神官エルディーアの憂愁
あるいは幽囚の恋人たち
 

 
 わたしはエルディーア。ここではそう呼ばれている。
 名前は他にもたくさんある。名前なんて、そんなものは、他人がどう呼ぶか、というだけのこと。
 ここでのわたしはエルディーア。それだけで充分。
 とはいえ、このままいつまでもエルディーアでいるつもりはない。仕事が終わったら、こんな場所とはさっさとおさらばして、エルディーアも永遠に消える。
 そうなるのも、そう遠いことではない。・・・・・・はずなんだけれど。
 

 神官エルディーアはため息をついた。
 神殿は、いつでも市民に開かれている。もちろん、一般市民が入ることの許されないところも多い。建物の中なら祭壇から先へは行かれないし、中庭に入ることもできない。
 奥の墓地には、やんごとない身分の方々の墓碑があるので、あまり気軽に訪れる者は少ないが、特に立ち入り禁止というわけでもないし、警備を置くほどのこともない。
 だから裏庭に人がいるのは、けっして不自然なことではない。貴族であろうと市民であろうと、文官であろうと騎士見習いであろうと。
「シルフィス、あのですね〜、今日はドーナツを揚げてみたんですよ〜」
「すごいです、アイシュ様。これも神殿の皆さんと?」
「はいー。親のない子供さんにあげるのに、いつも同じパンというのも、つまらないですからね?」
 草むらに腰を下ろしたアイシュの横で、
「おいしそうですね」
 やはり座ったままのシルフィスが、にこにこと紙包みを覗き込んでいる。
 そこに歩み寄るエルディーアに気付いて、
「あー、エルディーア様〜、こんにちは〜」
「こんにちは、エルディーア様。よくお会いしますね」
 二人は頭を下げた。
 訂正。裏庭に人がいるのは、けっして不自然なことではない。元・文官であろうと、騎士であろうと。

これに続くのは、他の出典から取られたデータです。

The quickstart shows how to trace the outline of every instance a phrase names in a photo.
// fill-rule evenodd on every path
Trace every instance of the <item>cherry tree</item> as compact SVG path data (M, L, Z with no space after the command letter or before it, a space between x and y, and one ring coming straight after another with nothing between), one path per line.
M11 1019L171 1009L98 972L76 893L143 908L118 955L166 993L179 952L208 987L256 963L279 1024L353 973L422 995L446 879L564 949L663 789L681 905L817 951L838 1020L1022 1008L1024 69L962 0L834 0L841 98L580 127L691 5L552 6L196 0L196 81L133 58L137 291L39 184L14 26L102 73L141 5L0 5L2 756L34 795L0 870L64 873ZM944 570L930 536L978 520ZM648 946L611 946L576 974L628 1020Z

 アイシュは、先の総務部の火事騒ぎと機密漏洩事件とに絡んで、辞表を提出した直後である。だから今の肩書きは、元・文官である。
 それに対してシルフィスの方は、ダリス侵入作戦を前に、皇太子の手によって直々に騎士に叙任されたばかりである。このことを知るのは、ごく限られた者にすぎない。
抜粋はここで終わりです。